Записки ровесника — страница 45 из 54

Одиноких, мучительных полгода.


От матери по-прежнему не было ни звука, и это уже не только удивляло меня, но начинало тревожить. Письма Евдокии Петровны были какие-то однобокие и совершенно не совпадали с тем представлением о ней, какое у меня было раньше.

Я продолжал свою службу, мок под тропическими уссурийскими ливнями, ел три раза в день трофейный рис — с тех пор видеть рис не могу, — регулярно ходил на прием к начальнику связи округа с просьбой отпустить меня на том основании, что я — недоучившийся студент и желаю закончить образование. Справку из университета, предусмотрительно высланную мне мамой, я хранил как самый драгоценный документ. Бумага была плохая, быстро протерлась на сгибах, и я выкладывал перед начальством свою справочку бережно, как древний манускрипт.

Все делавшиеся мне предложения о назначении на должность — а среди них были и довольно заманчивые, сулившие быструю карьеру, — я вежливо, но твердо отклонял.

Не знаю, чем бы кончилось это мое «сиденье», если бы в августе сорок шестого начальника связи не вызвали на совещание в Москву. Услышав о его отъезде, я, не медля ни минуты, отправился на прием к его заместителю. Я знал его немного, очень немного — младший лейтенант и полковник! — еще по Второму Прибалтийскому фронту.

На счастье, армия всегда состояла, состоит и состоять будет не только из сверхпроницательных, современно смоделированных и сравнительно молодых начальников, но и из старых служак, выбившихся наверх собственным горбом и командующих не по модной букве, а интуитивно, как бог на душу положит, опираясь на собственный бесконечный опыт и доскональное понимание армейской жизни, а с нею и самих армейцев всех возрастов и рангов.

— Опять явился?! — грозно встретил меня полковник. Я и раньше совался к нему за сочувствием, но раньше он ничего решать не мог, а вот теперь…

— Так точно.

— Садись.

— Спасибо.

— Ну чего тебе не хватает?! Человеку повышение предлагают. Со взвода — на роту. Капитанская должность. Тебе мало?

— Учиться надо, товарищ полковник.

— Не хочешь в армии — иди на флот. Романтика!

— Я же студент, товарищ полковник. Мне бы университет закончить…

Он дернул себя за ус.

— Университет… Не желаешь ты служить, вот что…

— Шесть лет, товарищ полковник, с сорокового… И на фронте все время, с Риги… Да вы же знаете… И постановление есть насчет студентов…

— На постановления вы все мастера! Шесть лет… А тридцать шесть — не хочешь?!

— Так ведь у каждого своя судьба, товарищ полковник… Вот справочка…

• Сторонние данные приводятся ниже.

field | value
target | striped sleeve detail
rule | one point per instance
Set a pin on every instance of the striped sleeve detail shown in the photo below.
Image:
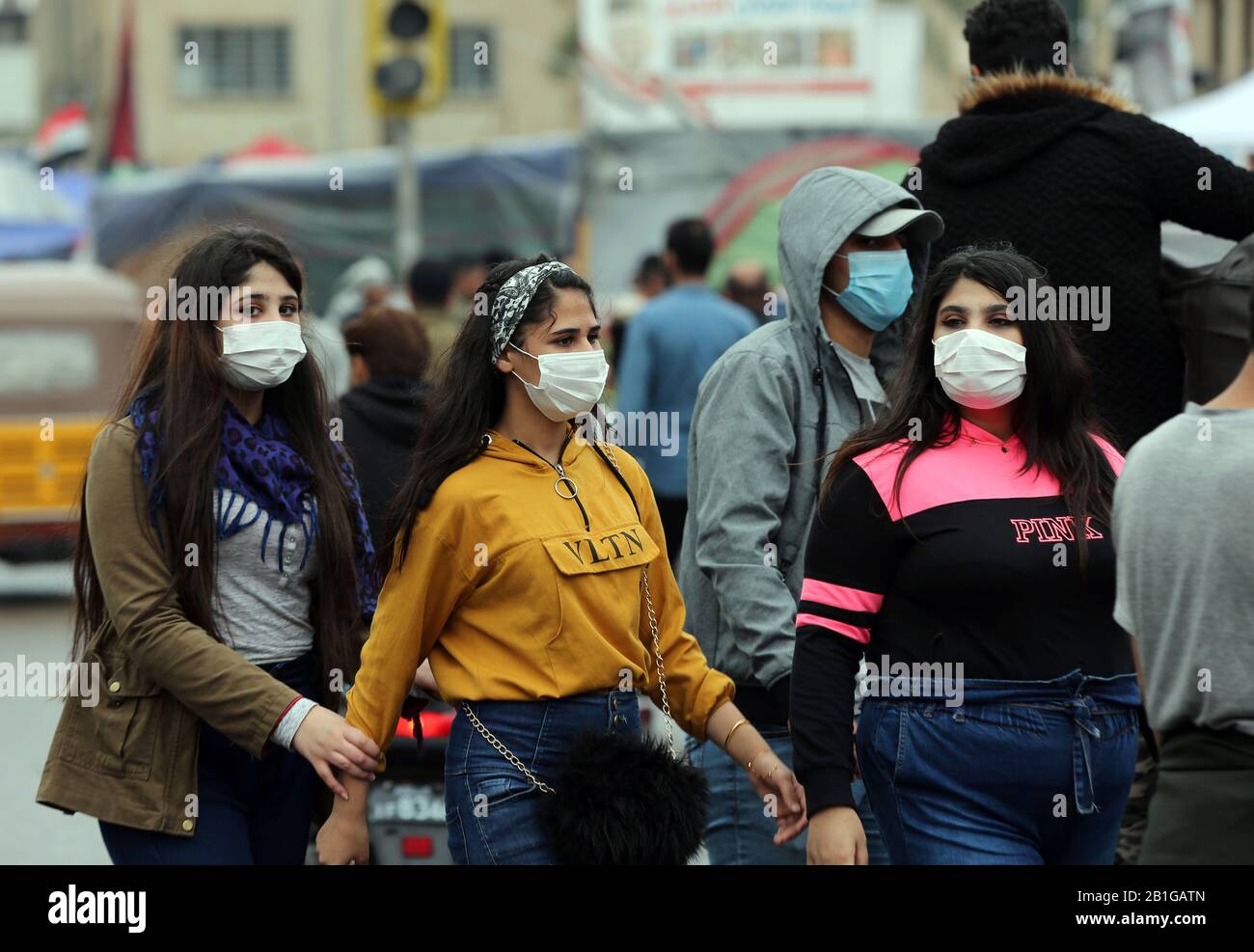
(840, 596)
(836, 608)
(849, 631)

Я вновь вытащил на свет божий свой истерзанный «документ» и аккуратно расстелил его на столе перед полковником.

Он взял со стола очки, нацепил их на крупный, мясистый нос — очки шли ему, как корове седло, — вздохнул, долго и с отвращением, как мне показалось, изучал стандартную справку. Потом уныло поглядел на меня поверх очков. Потом снял очки и стал их протирать. Потом — вдруг:

— Ну и хрен с тобой. Давай заявление.

Не веря еще своей удаче, я вытащил из кармана давно заготовленное заявление, тоже потертое уже на сгибах, и подал ему.

Неторопливо, словно все еще раздумывая, он начертал слева наверху размашистую резолюцию, подписал, поставил число и вернул мне.

— Помни мою доброту…

Я готов был расцеловать его.

— Справочку не забудь! — крикнул полковник, когда я был уже в дверях. — Приложишь к заявлению. Чтобы все знали, что ты — студент…

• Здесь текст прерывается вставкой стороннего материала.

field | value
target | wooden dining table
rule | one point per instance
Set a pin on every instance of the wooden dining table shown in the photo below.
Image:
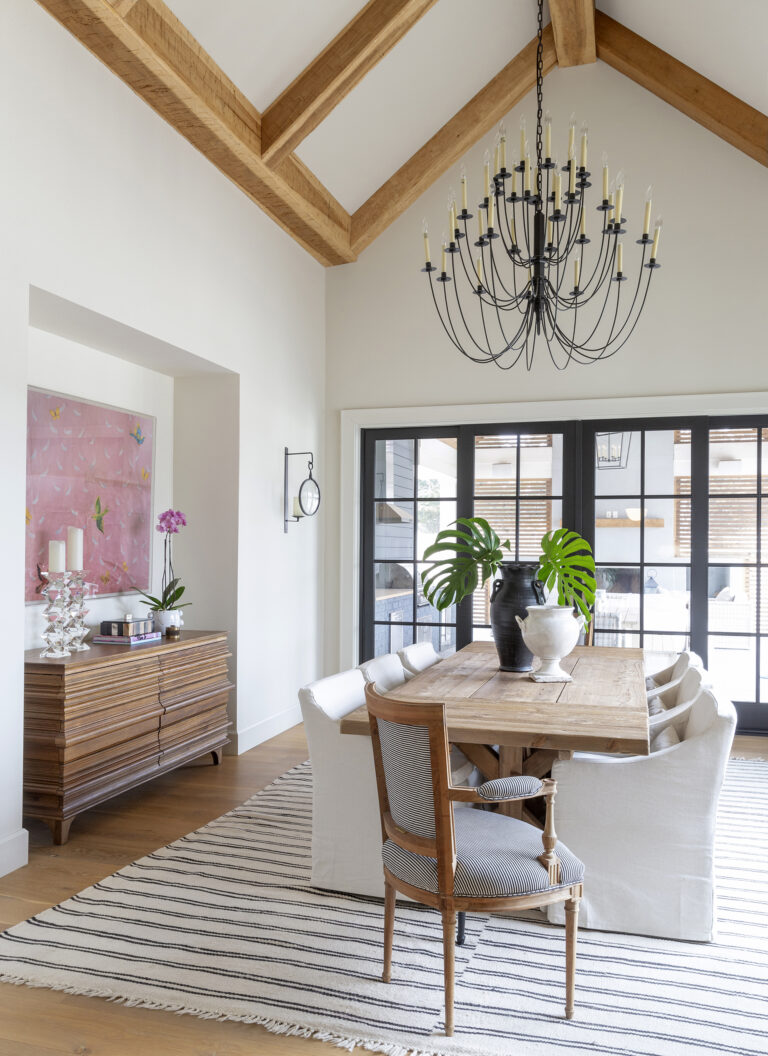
(506, 723)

Когда демобилизовался, и получил все документы и вообще все, что можно было и полагалось получить, и примчался домой, нигде не задерживаясь, я попал в развороченный муравейник.

Евдокия Петровна, не подумав о возможных последствиях, развернулась вовсю. Если я правильно понял, в мое отсутствие она попыталась занять в доме то положение, на какое она, по своим вятским или каким-то там еще представлениям, имела неоспоримое право, как моя законная жена. То есть, попросту говоря, она вознамерилась сделаться в Ленинграде хозяйкой и ввести в нашем доме некоторые из тех обычаев, к которым привыкла с детства.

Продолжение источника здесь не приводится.